BookmarkSubscribe
Choose Language Hide Translation Bar
Pat1
New Contributor

Median Absolute Deviation --> Export To Table for further tSNE

Dear all,

I am currently working on a project using 57 samples and >800 000 variables (see image attached). Now I would like to reduce the variables by using only the ones with highest median absolute deviation (MAD). The goal would be to process the data further with PC Analysis, followed by a t-SNE (I am using the nice JMP add-in).

So far I am struggling with the identification of the variables with highest MAD and directly export these variables to a data table.

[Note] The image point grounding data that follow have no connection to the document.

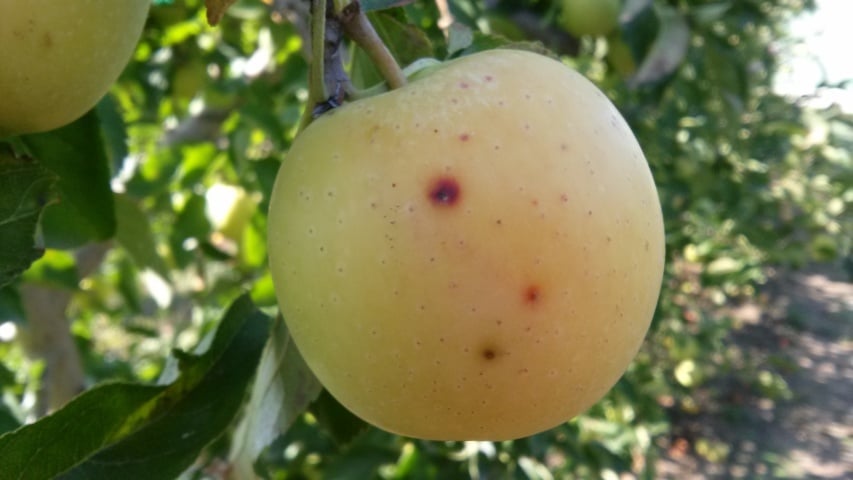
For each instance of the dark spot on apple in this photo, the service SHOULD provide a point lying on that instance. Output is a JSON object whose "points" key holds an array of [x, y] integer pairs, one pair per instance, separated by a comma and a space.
{"points": [[444, 192], [532, 295]]}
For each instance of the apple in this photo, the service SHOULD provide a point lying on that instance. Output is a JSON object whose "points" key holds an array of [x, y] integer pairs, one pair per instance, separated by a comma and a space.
{"points": [[229, 208], [590, 17], [57, 59], [475, 255]]}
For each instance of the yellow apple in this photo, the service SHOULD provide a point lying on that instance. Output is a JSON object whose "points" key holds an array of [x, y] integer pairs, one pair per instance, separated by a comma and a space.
{"points": [[590, 17], [58, 58], [476, 255]]}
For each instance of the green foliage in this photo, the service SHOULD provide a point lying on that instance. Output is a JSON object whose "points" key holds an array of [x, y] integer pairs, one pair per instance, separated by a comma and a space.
{"points": [[118, 429], [748, 179]]}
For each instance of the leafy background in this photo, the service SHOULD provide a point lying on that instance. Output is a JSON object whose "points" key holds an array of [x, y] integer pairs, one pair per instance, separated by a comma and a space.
{"points": [[153, 300]]}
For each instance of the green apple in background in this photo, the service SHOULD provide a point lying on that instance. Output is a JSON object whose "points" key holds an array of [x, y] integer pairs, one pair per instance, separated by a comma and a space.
{"points": [[57, 59], [590, 17], [476, 255]]}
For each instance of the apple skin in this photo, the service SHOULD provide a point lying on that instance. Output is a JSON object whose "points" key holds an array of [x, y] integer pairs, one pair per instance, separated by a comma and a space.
{"points": [[590, 17], [476, 255], [57, 59]]}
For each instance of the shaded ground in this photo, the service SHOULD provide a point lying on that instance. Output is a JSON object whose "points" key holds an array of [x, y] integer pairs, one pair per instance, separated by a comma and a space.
{"points": [[797, 420]]}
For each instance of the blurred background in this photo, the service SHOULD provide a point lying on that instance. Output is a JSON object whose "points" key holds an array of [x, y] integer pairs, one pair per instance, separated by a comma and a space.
{"points": [[744, 109]]}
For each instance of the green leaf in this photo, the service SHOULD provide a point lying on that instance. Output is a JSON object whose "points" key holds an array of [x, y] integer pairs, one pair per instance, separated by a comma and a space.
{"points": [[26, 188], [339, 422], [282, 391], [459, 37], [134, 234], [130, 431], [667, 52], [405, 41], [76, 154]]}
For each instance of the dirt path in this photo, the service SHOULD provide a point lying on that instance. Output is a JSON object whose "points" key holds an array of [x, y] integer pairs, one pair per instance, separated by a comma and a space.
{"points": [[800, 425]]}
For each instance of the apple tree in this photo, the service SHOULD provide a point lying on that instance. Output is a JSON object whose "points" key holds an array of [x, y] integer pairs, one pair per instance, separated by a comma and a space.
{"points": [[467, 212]]}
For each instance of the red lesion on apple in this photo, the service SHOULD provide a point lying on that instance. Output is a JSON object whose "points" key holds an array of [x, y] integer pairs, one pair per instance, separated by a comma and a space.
{"points": [[532, 295], [444, 191]]}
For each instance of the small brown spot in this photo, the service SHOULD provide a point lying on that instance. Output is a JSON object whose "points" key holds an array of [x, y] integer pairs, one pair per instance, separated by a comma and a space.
{"points": [[532, 294], [444, 192]]}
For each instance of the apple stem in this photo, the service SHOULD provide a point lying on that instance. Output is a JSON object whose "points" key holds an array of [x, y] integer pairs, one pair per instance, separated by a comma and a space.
{"points": [[359, 29], [316, 76]]}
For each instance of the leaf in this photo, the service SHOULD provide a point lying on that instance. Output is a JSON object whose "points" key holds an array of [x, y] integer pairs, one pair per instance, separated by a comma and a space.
{"points": [[216, 10], [134, 234], [76, 154], [26, 188], [667, 52], [368, 5], [459, 37], [339, 422], [405, 41], [130, 431], [282, 391]]}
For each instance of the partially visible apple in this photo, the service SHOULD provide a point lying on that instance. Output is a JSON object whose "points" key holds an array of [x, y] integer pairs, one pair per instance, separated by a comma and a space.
{"points": [[229, 209], [58, 58], [476, 255], [590, 17]]}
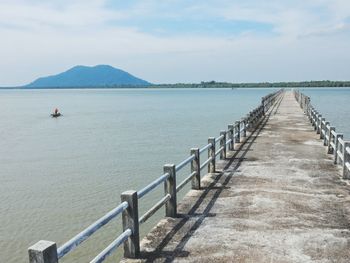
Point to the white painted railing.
(47, 252)
(331, 139)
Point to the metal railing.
(47, 252)
(333, 140)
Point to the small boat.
(55, 115)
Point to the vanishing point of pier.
(278, 193)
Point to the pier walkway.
(279, 198)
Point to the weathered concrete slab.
(279, 199)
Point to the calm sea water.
(59, 175)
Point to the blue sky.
(177, 41)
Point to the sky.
(177, 41)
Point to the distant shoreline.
(211, 84)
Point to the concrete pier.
(277, 198)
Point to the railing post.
(223, 144)
(346, 156)
(211, 154)
(318, 124)
(339, 136)
(231, 145)
(43, 252)
(130, 218)
(244, 121)
(237, 132)
(170, 188)
(322, 127)
(325, 133)
(331, 138)
(195, 167)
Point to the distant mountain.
(82, 76)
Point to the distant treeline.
(214, 84)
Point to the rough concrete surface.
(279, 198)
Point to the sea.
(59, 175)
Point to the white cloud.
(310, 40)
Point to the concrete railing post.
(244, 121)
(346, 156)
(231, 145)
(195, 167)
(170, 188)
(43, 252)
(326, 132)
(237, 132)
(130, 218)
(336, 144)
(211, 154)
(223, 145)
(318, 124)
(322, 127)
(331, 139)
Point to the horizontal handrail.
(219, 138)
(131, 220)
(219, 151)
(340, 155)
(327, 133)
(203, 149)
(152, 185)
(113, 246)
(347, 164)
(205, 163)
(184, 162)
(154, 208)
(185, 181)
(83, 235)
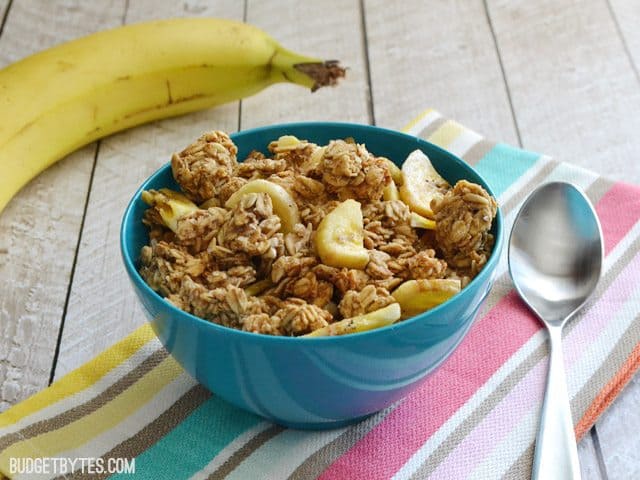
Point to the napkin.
(475, 417)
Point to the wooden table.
(556, 76)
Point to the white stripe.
(135, 422)
(524, 179)
(509, 449)
(423, 123)
(463, 142)
(88, 393)
(279, 457)
(469, 407)
(226, 453)
(534, 342)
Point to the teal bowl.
(313, 383)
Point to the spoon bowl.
(556, 251)
(555, 261)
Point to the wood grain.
(574, 92)
(39, 228)
(436, 55)
(588, 457)
(330, 29)
(627, 15)
(102, 306)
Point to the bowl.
(323, 382)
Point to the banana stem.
(309, 72)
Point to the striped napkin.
(475, 417)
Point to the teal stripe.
(503, 165)
(190, 446)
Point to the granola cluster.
(236, 265)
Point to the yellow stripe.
(83, 430)
(80, 378)
(446, 134)
(413, 122)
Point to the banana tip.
(322, 73)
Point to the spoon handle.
(556, 455)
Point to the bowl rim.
(484, 274)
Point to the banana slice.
(283, 204)
(171, 205)
(417, 296)
(340, 237)
(390, 192)
(361, 323)
(418, 221)
(422, 183)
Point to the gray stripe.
(479, 150)
(597, 382)
(519, 373)
(154, 431)
(426, 132)
(245, 451)
(82, 410)
(598, 188)
(522, 467)
(533, 182)
(324, 457)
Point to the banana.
(58, 100)
(283, 203)
(417, 296)
(361, 323)
(171, 205)
(421, 183)
(340, 237)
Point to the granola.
(239, 264)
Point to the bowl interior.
(394, 145)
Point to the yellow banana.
(58, 100)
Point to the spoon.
(555, 261)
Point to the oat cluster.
(236, 267)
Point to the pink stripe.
(620, 206)
(388, 446)
(491, 341)
(529, 391)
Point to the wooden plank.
(437, 55)
(618, 434)
(39, 228)
(588, 457)
(627, 16)
(574, 92)
(576, 97)
(329, 29)
(619, 426)
(102, 306)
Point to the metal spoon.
(555, 261)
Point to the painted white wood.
(589, 467)
(39, 228)
(436, 55)
(330, 29)
(102, 305)
(574, 92)
(627, 15)
(575, 96)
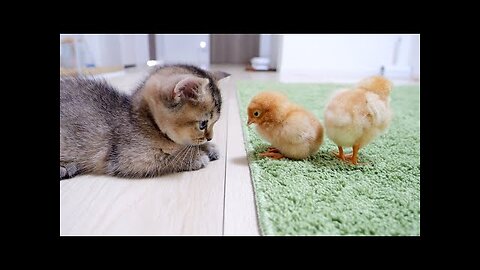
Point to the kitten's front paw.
(211, 151)
(200, 162)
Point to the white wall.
(186, 49)
(116, 50)
(356, 55)
(415, 57)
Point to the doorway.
(233, 49)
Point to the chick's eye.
(203, 124)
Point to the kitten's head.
(184, 101)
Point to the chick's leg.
(272, 152)
(340, 154)
(354, 156)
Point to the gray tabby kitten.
(163, 127)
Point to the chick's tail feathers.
(377, 84)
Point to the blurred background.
(323, 56)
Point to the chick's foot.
(274, 155)
(340, 154)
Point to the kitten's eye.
(203, 124)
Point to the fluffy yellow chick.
(293, 131)
(354, 117)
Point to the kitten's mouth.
(199, 141)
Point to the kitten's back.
(90, 109)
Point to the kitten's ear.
(218, 75)
(189, 88)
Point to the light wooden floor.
(217, 200)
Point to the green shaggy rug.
(326, 196)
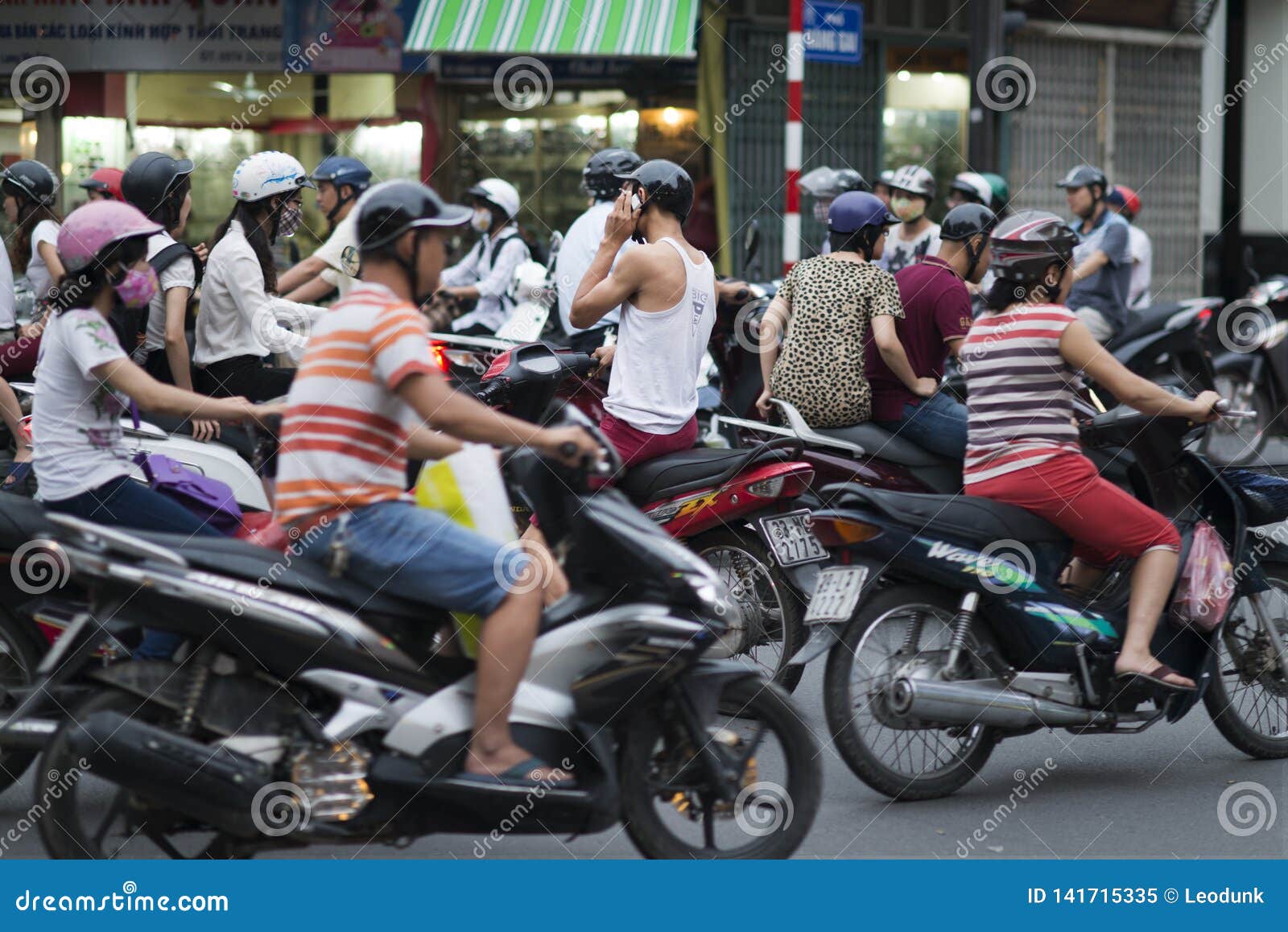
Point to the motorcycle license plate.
(791, 539)
(836, 594)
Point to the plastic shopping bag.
(1208, 582)
(468, 488)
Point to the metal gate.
(1131, 109)
(841, 109)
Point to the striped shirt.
(1019, 392)
(345, 435)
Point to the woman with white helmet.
(240, 324)
(487, 270)
(88, 380)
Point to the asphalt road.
(1154, 794)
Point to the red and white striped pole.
(795, 53)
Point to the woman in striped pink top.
(1022, 360)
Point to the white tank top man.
(667, 292)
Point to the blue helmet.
(343, 170)
(854, 210)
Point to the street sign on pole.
(834, 32)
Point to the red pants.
(634, 446)
(1104, 522)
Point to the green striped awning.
(637, 28)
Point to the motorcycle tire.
(745, 545)
(841, 707)
(768, 707)
(21, 649)
(1225, 708)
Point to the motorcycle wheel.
(671, 811)
(772, 610)
(1249, 694)
(873, 740)
(1240, 443)
(93, 818)
(19, 655)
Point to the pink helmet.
(92, 228)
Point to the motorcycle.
(938, 648)
(293, 721)
(712, 498)
(1251, 365)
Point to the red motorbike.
(734, 507)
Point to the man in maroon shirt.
(937, 315)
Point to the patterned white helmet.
(914, 179)
(502, 193)
(267, 174)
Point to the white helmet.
(916, 180)
(267, 174)
(502, 193)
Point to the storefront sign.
(834, 32)
(160, 35)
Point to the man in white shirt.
(487, 272)
(601, 180)
(334, 266)
(1126, 202)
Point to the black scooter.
(948, 629)
(291, 721)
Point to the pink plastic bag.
(1208, 582)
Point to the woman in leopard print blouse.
(826, 307)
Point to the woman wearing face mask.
(87, 379)
(911, 192)
(242, 324)
(487, 270)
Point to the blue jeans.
(126, 504)
(423, 556)
(937, 424)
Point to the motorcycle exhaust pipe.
(214, 787)
(985, 702)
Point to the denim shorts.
(420, 555)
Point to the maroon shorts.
(635, 446)
(1103, 520)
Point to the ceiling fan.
(246, 92)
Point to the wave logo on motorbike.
(1002, 567)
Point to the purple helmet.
(854, 210)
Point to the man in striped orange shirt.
(366, 397)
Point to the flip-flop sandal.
(519, 775)
(1153, 678)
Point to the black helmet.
(961, 225)
(151, 178)
(601, 176)
(31, 179)
(388, 210)
(665, 184)
(849, 179)
(968, 221)
(1026, 244)
(1084, 176)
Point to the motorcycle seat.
(882, 444)
(966, 518)
(21, 520)
(691, 470)
(232, 558)
(1144, 321)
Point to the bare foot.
(1148, 665)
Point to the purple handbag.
(208, 498)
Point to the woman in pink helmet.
(87, 380)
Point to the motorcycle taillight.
(497, 366)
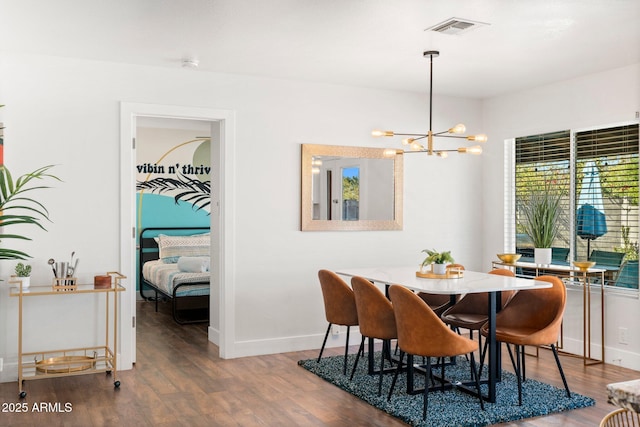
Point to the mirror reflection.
(351, 188)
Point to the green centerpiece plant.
(438, 259)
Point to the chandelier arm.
(444, 135)
(421, 135)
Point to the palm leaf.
(192, 190)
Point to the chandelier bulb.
(478, 138)
(382, 133)
(416, 146)
(459, 129)
(476, 149)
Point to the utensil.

Thanks in advance, best regards

Pat

0 Kudos
4 REPLIES 4
Highlighted
txnelson
Super User

Re: Median Absolute Deviation --> Export To Table for further tSNE

Here is a simple example of generating the MAD.  I suggest you turn it into a function, and then create a new data table with one row, and your >800000 columns.

Names Default To Here( 1 );
dt = Open( "$SAMPLE_DATA/big class.jmp" );

theMatrix = Column( dt, "height" ) << get as matrix;
MAD = Quantile( .5, Abs( theMatrix - Quantile( .5, theMatrix ) ) );
Jim
txnelson
Super User

Re: Median Absolute Deviation --> Export To Table for further tSNE

Here is a more complete example that you may be able to directly use by just changing the reference to the "dt" data table, and the column in the output table to delete(i.e. Sample ID)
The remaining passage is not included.